Ia menuturkan, sejak masih duduk di bangku SMA, Abdul telah ikut dalam kegiatan di MIs Cilenja. Ia diminta oleh pamannya selaku pengurus sekolah, untuk terlibat dalam kegiatan MIs Cilenja. Abdul diminta menjadi pengajar ekstrakulikuler sekolah. Puluhan anak murid ikut dalam kegiatan itu. “Dasarnya memang suka main sama anak-anak, jadi enggak ada beban sama sekali waktu mengajar,” ungkapnya, kepada ACTNews, Jumat (24/1).
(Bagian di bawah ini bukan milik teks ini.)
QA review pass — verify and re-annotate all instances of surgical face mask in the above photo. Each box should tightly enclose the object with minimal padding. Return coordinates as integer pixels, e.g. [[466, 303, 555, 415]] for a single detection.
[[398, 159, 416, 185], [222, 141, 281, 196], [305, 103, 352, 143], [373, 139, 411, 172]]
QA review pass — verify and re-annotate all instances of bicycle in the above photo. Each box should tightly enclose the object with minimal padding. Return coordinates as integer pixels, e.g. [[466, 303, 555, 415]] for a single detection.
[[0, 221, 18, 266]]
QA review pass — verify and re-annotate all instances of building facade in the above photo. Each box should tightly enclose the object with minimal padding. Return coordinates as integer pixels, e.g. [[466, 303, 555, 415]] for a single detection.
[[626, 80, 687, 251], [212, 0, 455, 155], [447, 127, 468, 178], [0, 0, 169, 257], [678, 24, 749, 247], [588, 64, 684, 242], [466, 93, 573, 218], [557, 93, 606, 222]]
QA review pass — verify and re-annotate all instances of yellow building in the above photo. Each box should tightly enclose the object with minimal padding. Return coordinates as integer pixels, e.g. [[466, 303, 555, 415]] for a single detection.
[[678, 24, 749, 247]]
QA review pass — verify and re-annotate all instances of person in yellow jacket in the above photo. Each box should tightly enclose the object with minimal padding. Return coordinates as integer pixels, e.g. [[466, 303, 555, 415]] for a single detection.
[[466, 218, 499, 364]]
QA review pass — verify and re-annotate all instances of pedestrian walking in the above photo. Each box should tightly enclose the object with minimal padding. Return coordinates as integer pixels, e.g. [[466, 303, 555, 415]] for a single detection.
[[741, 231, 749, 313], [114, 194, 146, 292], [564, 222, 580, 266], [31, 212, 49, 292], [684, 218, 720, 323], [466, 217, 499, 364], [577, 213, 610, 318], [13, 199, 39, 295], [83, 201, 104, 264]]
Saat ini, secara penuh Abdul mengabdikan dirinya sebagai guru di MIs Cilenja. Sambil mengambil kuliah kelas karyawan di salah satu perguruan tinggi di Tasikmalaya, Abdul tetap meluangkan waktunya untuk pendidikan di tanah kelahirannya sendiri. Tidak ada gaji besar yang diterimanya. Juga fasilitas yang ditunjang oleh sekolah. Akan tetapi Abdul mengaku ikhlas menjalankan semua kegiatannya di MIs Cilenja.

Kondisi pendidikan di kampungnya sendiri menggerakkan Abdul untuk mengabdikan dirinya di MIs Cilenja. Walau penghasilan sebagai guru tak dapat memenuhi semua kebutuhannya, terlebih ia sedang melanjutkan pendidikan di bangku kuliah, hal itu tak menjadi halangan baginya mengajar.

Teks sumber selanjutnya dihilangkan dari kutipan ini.